Covid lockdowns have been a sign of the times, not just for the two-legged of us coming to grips with confinements, daily walks, being obedient... but for your four-legged mates. If you’ve started to think Obi could host your next Zoom, or if Blossom might really want to help with homeschooling (not to be confused with home-drooling) you are in fact, not alone.
Think you’ve been seeing a whole host of furry new faces at the dog park? You have.
30% of us added a furry Covid friend to the family in the past 18 months, with 17% of these being a rescue or shelter addition. Special shout-out to ‘Gladys’ the rescue in amongst these new previously lonely little guys who now have a home! On top of that, 819 people let me know that their new pet was their first. The key difference with Covid furbabies is that they won’t know any other world than you spending an increased amount of time bonding, as you work from home.
Although puppy schools and bonding routines look a touch more pixelated since the pandemic began, it seems nearly 30% of respondents just couldn’t bear to continue the daily exercise routine, or cold, lonely nights without someone - or something - to accompany them.

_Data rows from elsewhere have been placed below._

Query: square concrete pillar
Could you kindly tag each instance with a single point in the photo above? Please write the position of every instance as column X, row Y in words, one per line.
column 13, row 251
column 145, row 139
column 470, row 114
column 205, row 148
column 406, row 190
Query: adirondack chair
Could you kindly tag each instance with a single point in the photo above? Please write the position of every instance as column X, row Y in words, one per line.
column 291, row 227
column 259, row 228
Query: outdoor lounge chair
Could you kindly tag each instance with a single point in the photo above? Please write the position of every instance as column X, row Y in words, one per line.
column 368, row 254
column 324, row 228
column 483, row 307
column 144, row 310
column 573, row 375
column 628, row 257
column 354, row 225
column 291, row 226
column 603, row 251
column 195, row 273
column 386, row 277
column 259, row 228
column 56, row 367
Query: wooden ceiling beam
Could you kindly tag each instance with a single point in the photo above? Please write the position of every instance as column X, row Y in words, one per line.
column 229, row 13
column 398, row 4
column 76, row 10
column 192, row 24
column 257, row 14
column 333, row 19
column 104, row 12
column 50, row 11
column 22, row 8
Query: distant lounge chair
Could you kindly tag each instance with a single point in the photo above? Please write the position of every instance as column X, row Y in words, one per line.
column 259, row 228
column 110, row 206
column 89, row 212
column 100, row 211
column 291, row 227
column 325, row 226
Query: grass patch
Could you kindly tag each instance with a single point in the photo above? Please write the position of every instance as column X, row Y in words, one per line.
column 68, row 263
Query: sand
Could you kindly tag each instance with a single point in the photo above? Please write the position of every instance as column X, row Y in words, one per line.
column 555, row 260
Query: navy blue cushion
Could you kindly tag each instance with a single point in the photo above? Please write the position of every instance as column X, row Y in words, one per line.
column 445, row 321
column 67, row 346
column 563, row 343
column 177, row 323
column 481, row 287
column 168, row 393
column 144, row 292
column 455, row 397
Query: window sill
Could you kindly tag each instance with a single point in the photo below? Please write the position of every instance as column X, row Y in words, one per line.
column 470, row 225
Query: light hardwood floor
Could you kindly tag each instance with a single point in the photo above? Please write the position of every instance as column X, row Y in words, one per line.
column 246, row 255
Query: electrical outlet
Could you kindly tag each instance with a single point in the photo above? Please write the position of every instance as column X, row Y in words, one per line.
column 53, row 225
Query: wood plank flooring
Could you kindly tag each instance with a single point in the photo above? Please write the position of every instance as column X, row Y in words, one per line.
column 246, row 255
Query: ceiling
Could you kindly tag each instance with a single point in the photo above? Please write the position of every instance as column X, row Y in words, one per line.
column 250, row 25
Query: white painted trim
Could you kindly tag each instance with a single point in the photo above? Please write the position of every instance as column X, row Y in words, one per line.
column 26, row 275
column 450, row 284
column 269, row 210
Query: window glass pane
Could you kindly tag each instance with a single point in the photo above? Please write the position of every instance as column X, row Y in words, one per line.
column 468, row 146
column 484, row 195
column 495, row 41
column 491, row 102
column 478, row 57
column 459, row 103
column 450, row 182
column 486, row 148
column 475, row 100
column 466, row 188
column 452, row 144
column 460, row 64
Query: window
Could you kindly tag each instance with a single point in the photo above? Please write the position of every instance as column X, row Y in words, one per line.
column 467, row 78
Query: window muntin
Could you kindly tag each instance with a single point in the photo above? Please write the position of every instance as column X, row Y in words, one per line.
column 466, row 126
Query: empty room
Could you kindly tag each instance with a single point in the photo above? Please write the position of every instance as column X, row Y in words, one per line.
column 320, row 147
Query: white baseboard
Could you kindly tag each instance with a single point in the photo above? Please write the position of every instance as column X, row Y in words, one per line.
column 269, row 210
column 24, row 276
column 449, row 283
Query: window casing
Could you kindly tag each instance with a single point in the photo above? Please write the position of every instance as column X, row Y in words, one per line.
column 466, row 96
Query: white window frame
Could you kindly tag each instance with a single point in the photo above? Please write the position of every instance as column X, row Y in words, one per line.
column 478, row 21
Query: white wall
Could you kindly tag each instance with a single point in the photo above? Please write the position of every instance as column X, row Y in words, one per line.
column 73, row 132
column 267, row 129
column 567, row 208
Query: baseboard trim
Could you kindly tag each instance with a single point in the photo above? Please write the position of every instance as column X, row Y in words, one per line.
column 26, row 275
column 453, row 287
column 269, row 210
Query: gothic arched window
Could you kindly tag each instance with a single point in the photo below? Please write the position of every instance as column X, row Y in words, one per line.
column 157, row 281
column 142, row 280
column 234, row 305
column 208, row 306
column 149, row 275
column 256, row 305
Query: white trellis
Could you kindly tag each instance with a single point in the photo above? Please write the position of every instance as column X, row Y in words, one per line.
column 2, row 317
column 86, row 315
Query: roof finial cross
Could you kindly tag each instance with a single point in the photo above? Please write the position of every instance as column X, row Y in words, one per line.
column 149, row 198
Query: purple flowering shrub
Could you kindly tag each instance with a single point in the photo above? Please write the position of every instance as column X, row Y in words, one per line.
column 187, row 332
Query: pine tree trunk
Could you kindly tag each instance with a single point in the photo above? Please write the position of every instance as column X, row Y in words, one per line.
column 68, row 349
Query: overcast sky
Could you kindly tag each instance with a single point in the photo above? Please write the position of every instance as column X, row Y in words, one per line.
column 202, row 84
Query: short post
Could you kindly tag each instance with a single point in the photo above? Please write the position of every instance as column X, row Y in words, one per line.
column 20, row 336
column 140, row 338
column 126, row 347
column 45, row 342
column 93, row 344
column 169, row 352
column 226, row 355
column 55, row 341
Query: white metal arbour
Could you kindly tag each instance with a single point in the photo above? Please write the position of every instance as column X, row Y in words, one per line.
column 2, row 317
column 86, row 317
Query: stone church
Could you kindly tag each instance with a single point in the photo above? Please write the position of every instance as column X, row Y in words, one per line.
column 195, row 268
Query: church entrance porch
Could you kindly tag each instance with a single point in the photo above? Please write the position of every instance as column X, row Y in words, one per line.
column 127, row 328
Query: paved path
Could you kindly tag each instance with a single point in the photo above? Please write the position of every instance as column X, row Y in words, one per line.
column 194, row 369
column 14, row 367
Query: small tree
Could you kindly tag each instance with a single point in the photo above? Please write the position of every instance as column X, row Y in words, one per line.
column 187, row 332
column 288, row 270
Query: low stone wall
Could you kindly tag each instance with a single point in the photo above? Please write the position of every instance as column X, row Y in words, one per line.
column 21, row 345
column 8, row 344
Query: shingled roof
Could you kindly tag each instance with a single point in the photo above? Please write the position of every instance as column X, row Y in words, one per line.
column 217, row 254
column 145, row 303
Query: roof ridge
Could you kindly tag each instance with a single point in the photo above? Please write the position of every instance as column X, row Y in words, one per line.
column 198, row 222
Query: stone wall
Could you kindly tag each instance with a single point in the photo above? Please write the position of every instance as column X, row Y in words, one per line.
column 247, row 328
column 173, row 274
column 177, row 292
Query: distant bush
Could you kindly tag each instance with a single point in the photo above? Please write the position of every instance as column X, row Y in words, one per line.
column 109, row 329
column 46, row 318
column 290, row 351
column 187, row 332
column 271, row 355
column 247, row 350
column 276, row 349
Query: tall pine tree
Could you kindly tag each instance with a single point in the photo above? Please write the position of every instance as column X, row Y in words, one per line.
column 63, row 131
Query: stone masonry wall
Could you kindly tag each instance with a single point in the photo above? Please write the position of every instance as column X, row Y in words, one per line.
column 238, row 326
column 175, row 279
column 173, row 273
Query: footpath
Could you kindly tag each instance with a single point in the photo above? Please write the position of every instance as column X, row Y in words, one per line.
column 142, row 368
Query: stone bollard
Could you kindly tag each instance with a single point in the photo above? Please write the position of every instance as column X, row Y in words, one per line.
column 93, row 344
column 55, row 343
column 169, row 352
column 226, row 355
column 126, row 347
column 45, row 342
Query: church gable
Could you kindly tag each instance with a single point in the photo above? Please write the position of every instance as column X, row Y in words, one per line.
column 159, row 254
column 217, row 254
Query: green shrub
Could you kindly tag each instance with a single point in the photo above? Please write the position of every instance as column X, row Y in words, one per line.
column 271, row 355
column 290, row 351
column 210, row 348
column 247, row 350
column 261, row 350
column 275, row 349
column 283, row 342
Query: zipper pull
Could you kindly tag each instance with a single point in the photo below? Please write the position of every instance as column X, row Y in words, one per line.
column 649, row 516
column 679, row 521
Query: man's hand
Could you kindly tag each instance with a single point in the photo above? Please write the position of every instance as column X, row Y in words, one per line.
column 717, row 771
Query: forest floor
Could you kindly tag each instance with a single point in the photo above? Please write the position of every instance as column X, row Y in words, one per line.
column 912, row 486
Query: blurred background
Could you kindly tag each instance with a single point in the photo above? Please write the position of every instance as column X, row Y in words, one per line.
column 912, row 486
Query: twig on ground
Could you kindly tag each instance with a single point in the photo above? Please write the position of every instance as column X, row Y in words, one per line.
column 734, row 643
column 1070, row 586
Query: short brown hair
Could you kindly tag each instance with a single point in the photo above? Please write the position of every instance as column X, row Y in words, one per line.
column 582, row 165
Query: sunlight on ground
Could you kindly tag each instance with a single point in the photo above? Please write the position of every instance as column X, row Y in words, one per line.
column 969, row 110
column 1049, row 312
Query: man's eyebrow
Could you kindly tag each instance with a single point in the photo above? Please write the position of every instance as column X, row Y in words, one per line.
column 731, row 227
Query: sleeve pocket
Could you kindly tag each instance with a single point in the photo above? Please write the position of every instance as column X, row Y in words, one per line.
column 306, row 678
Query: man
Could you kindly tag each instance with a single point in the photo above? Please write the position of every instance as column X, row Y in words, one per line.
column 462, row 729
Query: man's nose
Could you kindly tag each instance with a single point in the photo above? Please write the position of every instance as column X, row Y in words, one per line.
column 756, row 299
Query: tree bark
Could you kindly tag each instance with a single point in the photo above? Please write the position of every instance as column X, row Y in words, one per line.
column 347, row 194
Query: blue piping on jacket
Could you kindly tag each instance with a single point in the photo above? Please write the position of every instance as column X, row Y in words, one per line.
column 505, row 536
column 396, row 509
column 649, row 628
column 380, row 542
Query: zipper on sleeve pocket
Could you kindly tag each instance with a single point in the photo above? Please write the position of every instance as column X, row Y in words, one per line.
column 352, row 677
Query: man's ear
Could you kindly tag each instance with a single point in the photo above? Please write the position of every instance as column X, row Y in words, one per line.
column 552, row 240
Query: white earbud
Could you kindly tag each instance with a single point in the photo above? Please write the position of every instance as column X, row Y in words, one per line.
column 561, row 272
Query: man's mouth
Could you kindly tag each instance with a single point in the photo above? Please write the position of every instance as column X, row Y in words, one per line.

This isn’t surprising considering the mental health benefits of owning a companion animal, with studies showing interactions with animals help with depression, anxiety, and stress, in particular under stress-prone conditions.
State of mind
Amidst my personal chuckles to a few eyebrow-raising responses, the collated results of the Pet Census are a serious indicator of what your furry friends are eating (or not eating), and not just their physical health in the current state of play, but their mental health too.
When it came to pet neediness, 30% of dogs were needier than usual, and 17% of owners confirmed they now had a stage 5 clinger on their hands. Yeah, going back to work might need a treated departure… or two… every morning.
However, for those that did return to work, when asked how their pets responded, the highest answer at 44% was a subtle disappointment. Next at 28% counted for the pets that began to struggle with anxiety and loneliness.
For the dog parents, I asked how they’d say their dog’s mental health had changed over the last 18 months. 27% said their pooch was a little perkier (I wonder why... 50% of you let them snuggle up in your bed), while 16% confer that their dog was finally having its day. So happy in fact, that they’re pretty much ready to paw their first self-help book.
As for physical health, I was so pleased to find 77% were still taking their dog to the vet in the same manner they were pre-Covid. It’s important not to skimp on the same amount of concern and care as you would with regular routines in place.